L’opinione pubblica, questo è il referente del saggio.
“È tempo di far sentire tutti coloro che crescono insieme, condividendo spazi, sogni, paure, sullo stesso piano, costruttori e costruttrici di un progetto comune, smettendo di riproporre divisioni per origini, colore della pelle, religione e classe. Un mondo nuovo fatto di pluralismo culturale, linguistico, religioso è sotto i nostri piedi e sta dando nuova linfa vitale all’Europa e all’Italia, malgrado venga costantemente disconosciuto, discriminato, offeso”
(Pepicelli, 2025).
Pepicelli parla a un’opinione pubblica prima manipolata, formata sulla mala informazione e sulle paure dell’altro, poi semplicemente esclusa. Nell’averla come referente, Pepicelli le da la dignità di essere chiamata in causa, di avere un ruolo ma a partire dalla responsabilità della conoscenza. Un movimento, quest’ultimo, che lei stessa compie mettendo al servizio della cosa pubblica il suo importante bagaglio conoscitivo, le sue competenze accademiche e di ricerca, finanche la sua umanità ed empatia. Banalmente, seduti attorno a una tavola di una domenica trascorsa in famiglia, puntuale è il disagio provocato dal solito zio/cugino/parente che nel mezzo del discorso inveisce: “Questi migranti ci rubano il lavoro”, “queste donne velate e sottomesse”. È proprio nel ripetersi e nel moltiplicarsi di un’opinione detta con leggerezza che si corre il rischio di una legittimazione generale alle nuove forze di razzismo e xenofobia.
Svelamenti contro stereotipi
Pepicelli pone un Alt a tutto questo. Per chi vuol dati statistici, per chi preferisce argomentazioni accademiche, ce n’è per tutti.

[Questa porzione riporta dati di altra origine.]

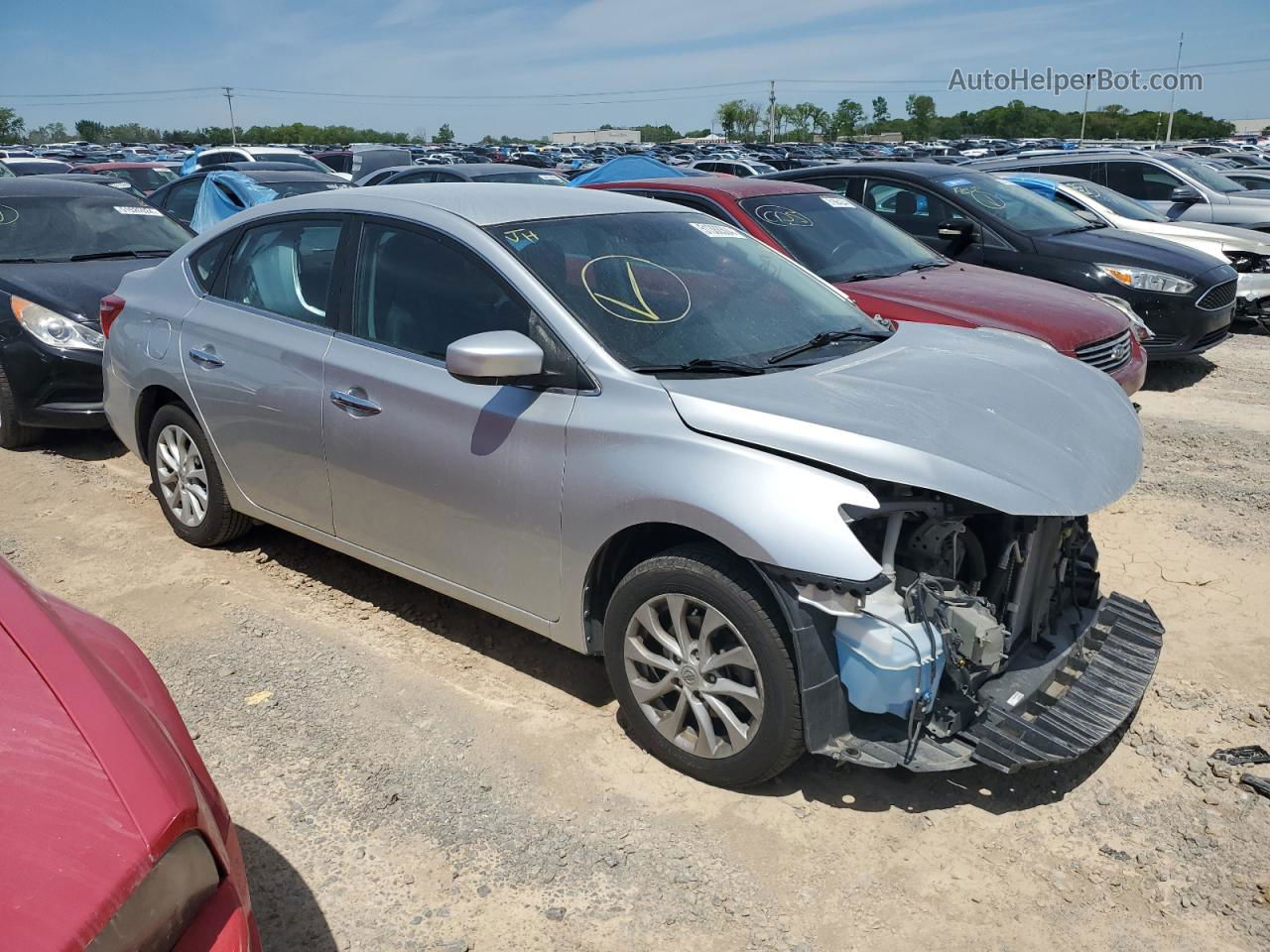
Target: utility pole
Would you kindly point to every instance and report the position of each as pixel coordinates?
(1173, 95)
(771, 111)
(229, 95)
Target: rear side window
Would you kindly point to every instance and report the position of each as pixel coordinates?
(206, 262)
(286, 270)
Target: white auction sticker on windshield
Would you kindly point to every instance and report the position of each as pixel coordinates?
(715, 230)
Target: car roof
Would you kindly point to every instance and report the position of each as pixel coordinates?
(58, 186)
(483, 203)
(716, 184)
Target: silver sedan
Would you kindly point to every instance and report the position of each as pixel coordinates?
(644, 434)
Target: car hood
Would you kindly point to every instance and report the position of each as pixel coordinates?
(1118, 246)
(70, 841)
(965, 294)
(72, 289)
(978, 414)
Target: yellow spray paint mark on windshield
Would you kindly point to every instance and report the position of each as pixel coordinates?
(636, 307)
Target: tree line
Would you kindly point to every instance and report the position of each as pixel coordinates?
(749, 121)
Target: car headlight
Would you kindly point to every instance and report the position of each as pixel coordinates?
(166, 902)
(1139, 326)
(55, 329)
(1147, 280)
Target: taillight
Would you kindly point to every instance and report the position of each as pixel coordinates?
(111, 308)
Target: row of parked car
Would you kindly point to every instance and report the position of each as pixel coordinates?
(808, 457)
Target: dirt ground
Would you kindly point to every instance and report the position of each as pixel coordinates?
(409, 774)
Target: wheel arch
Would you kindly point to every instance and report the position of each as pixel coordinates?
(150, 400)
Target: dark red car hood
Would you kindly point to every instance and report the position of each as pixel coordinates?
(93, 784)
(971, 296)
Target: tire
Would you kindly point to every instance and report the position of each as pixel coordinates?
(195, 506)
(742, 666)
(13, 434)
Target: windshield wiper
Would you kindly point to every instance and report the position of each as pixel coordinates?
(1091, 226)
(102, 255)
(824, 338)
(701, 365)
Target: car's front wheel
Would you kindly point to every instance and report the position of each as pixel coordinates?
(701, 669)
(189, 483)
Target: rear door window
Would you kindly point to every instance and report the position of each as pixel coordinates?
(286, 268)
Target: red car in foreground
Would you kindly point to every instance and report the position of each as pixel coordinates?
(893, 275)
(114, 837)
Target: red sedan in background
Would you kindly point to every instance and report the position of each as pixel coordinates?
(893, 275)
(146, 177)
(114, 837)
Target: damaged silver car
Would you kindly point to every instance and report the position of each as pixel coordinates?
(644, 434)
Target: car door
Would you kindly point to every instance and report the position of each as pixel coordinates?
(458, 480)
(253, 357)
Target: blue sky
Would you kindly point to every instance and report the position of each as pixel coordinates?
(604, 53)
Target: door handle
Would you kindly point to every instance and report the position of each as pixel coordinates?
(350, 402)
(206, 358)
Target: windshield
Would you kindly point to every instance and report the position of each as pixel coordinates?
(145, 179)
(294, 158)
(659, 289)
(1115, 202)
(56, 227)
(1205, 175)
(527, 178)
(1012, 204)
(835, 238)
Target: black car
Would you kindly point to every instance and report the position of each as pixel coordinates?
(463, 172)
(178, 198)
(1185, 298)
(64, 246)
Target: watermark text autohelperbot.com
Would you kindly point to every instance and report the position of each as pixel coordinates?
(1049, 80)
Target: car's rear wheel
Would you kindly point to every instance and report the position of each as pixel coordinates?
(13, 434)
(701, 669)
(189, 483)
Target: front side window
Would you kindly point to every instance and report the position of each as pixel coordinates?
(1142, 180)
(417, 294)
(658, 289)
(285, 268)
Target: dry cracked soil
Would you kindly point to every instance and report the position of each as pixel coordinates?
(409, 774)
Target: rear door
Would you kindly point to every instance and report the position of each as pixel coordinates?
(454, 479)
(253, 357)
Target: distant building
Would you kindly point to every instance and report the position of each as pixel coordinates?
(589, 137)
(1250, 127)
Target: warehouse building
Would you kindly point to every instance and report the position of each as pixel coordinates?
(589, 137)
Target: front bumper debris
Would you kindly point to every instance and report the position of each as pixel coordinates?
(1095, 690)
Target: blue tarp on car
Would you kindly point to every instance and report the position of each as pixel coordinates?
(629, 168)
(225, 193)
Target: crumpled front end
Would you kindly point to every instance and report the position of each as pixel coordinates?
(984, 639)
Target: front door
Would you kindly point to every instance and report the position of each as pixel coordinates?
(458, 480)
(253, 357)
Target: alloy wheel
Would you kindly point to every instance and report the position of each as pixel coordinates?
(182, 476)
(694, 675)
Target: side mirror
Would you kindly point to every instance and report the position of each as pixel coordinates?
(493, 357)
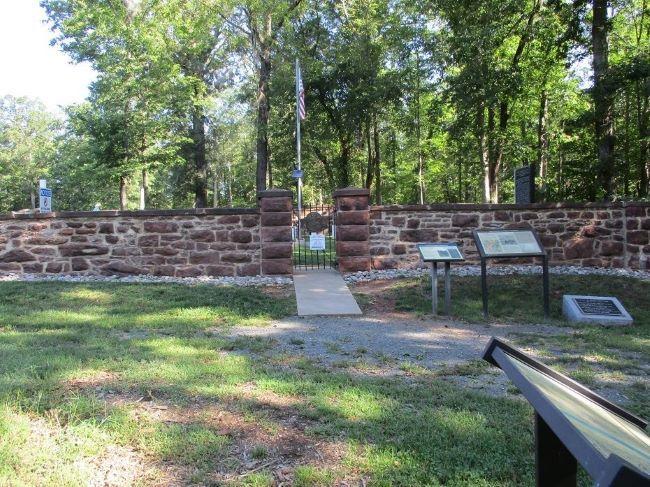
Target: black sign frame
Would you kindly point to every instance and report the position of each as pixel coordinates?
(558, 444)
(484, 255)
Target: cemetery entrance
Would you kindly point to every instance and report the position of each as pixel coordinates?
(314, 237)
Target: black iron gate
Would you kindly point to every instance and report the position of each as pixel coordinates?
(314, 237)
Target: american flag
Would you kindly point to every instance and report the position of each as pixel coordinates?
(300, 96)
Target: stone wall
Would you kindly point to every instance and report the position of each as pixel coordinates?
(604, 235)
(180, 243)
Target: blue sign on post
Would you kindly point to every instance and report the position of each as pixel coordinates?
(45, 200)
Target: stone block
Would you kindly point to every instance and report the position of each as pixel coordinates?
(277, 250)
(611, 248)
(236, 258)
(229, 220)
(425, 235)
(202, 235)
(79, 264)
(241, 236)
(638, 237)
(219, 270)
(277, 266)
(160, 227)
(119, 267)
(354, 218)
(33, 267)
(464, 220)
(281, 204)
(16, 255)
(249, 221)
(278, 219)
(164, 270)
(106, 228)
(354, 264)
(276, 234)
(248, 270)
(205, 257)
(352, 248)
(188, 272)
(579, 248)
(355, 233)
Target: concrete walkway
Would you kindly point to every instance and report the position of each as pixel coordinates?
(323, 292)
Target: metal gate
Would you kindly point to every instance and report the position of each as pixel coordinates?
(314, 237)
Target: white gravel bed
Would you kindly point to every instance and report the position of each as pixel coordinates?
(351, 278)
(145, 279)
(502, 270)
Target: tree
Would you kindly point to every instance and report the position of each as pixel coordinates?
(27, 144)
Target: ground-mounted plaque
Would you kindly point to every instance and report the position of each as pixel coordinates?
(446, 252)
(493, 244)
(440, 252)
(573, 424)
(525, 185)
(604, 310)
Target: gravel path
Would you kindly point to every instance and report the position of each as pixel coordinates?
(386, 340)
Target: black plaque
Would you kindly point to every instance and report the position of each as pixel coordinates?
(525, 185)
(602, 307)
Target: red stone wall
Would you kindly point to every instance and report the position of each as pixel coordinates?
(604, 235)
(180, 243)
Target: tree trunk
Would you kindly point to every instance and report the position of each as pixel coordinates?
(144, 189)
(124, 199)
(643, 96)
(199, 158)
(483, 150)
(542, 141)
(603, 99)
(263, 117)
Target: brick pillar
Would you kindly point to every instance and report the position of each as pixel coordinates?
(352, 217)
(275, 222)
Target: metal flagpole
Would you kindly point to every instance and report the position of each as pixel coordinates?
(298, 75)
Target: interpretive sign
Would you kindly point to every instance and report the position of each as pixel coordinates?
(525, 185)
(440, 252)
(446, 252)
(510, 243)
(596, 309)
(316, 241)
(507, 243)
(573, 424)
(45, 200)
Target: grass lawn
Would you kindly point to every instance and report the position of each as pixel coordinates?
(131, 384)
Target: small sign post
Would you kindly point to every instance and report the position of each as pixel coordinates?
(316, 241)
(440, 252)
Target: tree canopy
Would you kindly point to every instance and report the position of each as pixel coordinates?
(421, 101)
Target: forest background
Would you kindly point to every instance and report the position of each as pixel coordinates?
(421, 101)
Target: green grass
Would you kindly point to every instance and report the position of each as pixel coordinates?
(91, 372)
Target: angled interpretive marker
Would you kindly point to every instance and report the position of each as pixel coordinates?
(573, 424)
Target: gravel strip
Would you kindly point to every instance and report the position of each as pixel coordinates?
(351, 278)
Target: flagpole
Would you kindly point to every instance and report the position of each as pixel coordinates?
(298, 144)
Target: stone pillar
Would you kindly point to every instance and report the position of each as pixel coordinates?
(275, 223)
(352, 232)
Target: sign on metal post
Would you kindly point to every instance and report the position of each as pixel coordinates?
(45, 200)
(316, 241)
(506, 244)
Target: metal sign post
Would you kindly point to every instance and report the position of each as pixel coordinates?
(440, 252)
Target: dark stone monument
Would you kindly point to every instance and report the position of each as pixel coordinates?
(525, 184)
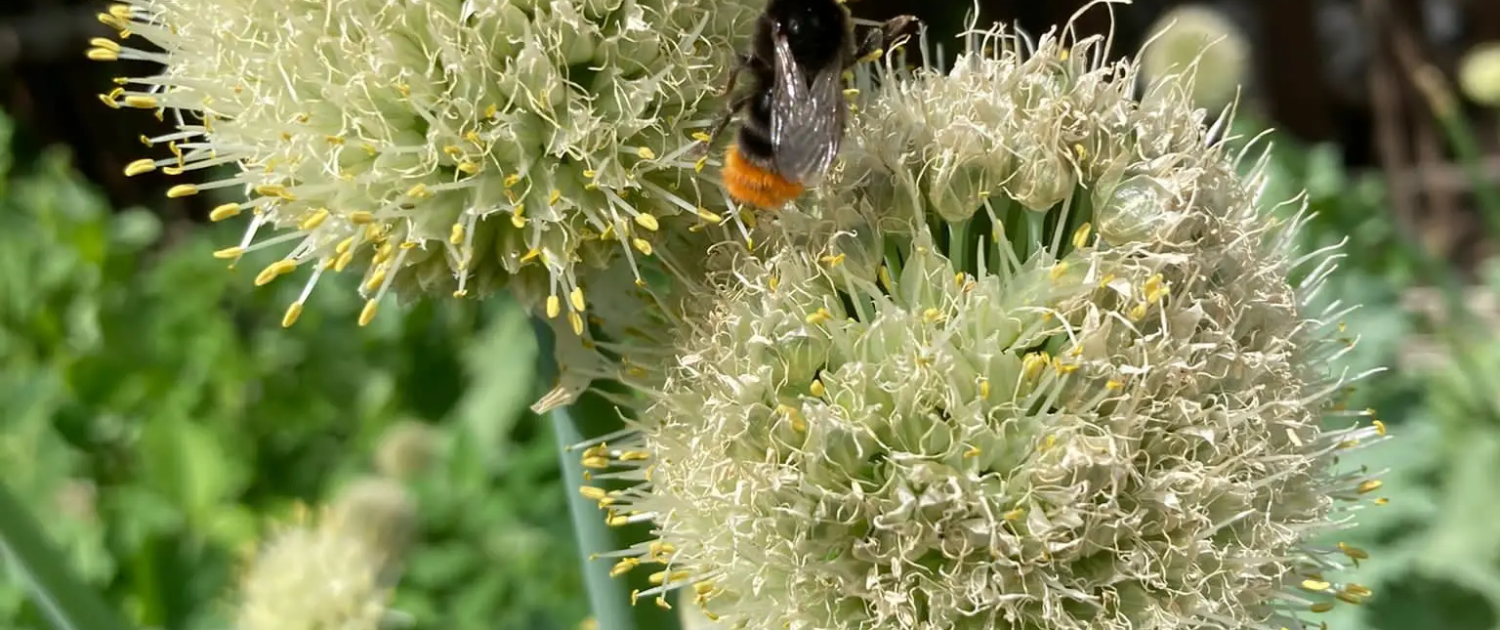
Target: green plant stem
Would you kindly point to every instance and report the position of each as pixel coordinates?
(609, 597)
(66, 602)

Ed è così che i tasselli di una realtà stereotipata cadono uno a uno: l’harem è lo spazio della casa riservato alle donne e alle relazioni familiari più strette e non uno spazio abitato da odalische lussuriose; l’Isis non può essere considerata unicamente come una formazione di fanatici religiosi musulmani contro gli occidentali poiché conta nelle sue file un altissimo numero di foreign fighters europei e nordamericani e le sue principali vittime non risiedevano in Occidente; l’Islam, diversamente dall’essere una religione che non appartiene ai territori europei, sin dall’VIII secolo ha tracciato storie in Occidente e attraverso “manufatti, libri e idee” (Pepicelli, 2025) ha preso pienamente parte alla produzione e alla trasmissione di quel sapere su cui il primo mondo ha giustificato la sua autoproclamata superiorità. A partire da questi svelamenti, l’autrice affronta importanti temi del dibattito pubblico: la legge sulla cittadinanza, le seconde generazioni, la condizione dei giovani che abitano le periferie d’Europa, la riscrittura dei programmi scolastici e la scuola come “il primo avamposto di riconoscimento della pluralità e lo spazio dell’affermazione della nuova realtà che abitiamo” (ibidem). Infine Pepicelli, tra le righe del suo saggio, invita chi è predisposto ad accogliere, a una riflessione più intima e profonda: quella di riconoscere l’Occiriente nella propria dimensione biografica, nei propri attraversamenti urbani, nella propria frammentazione identitaria.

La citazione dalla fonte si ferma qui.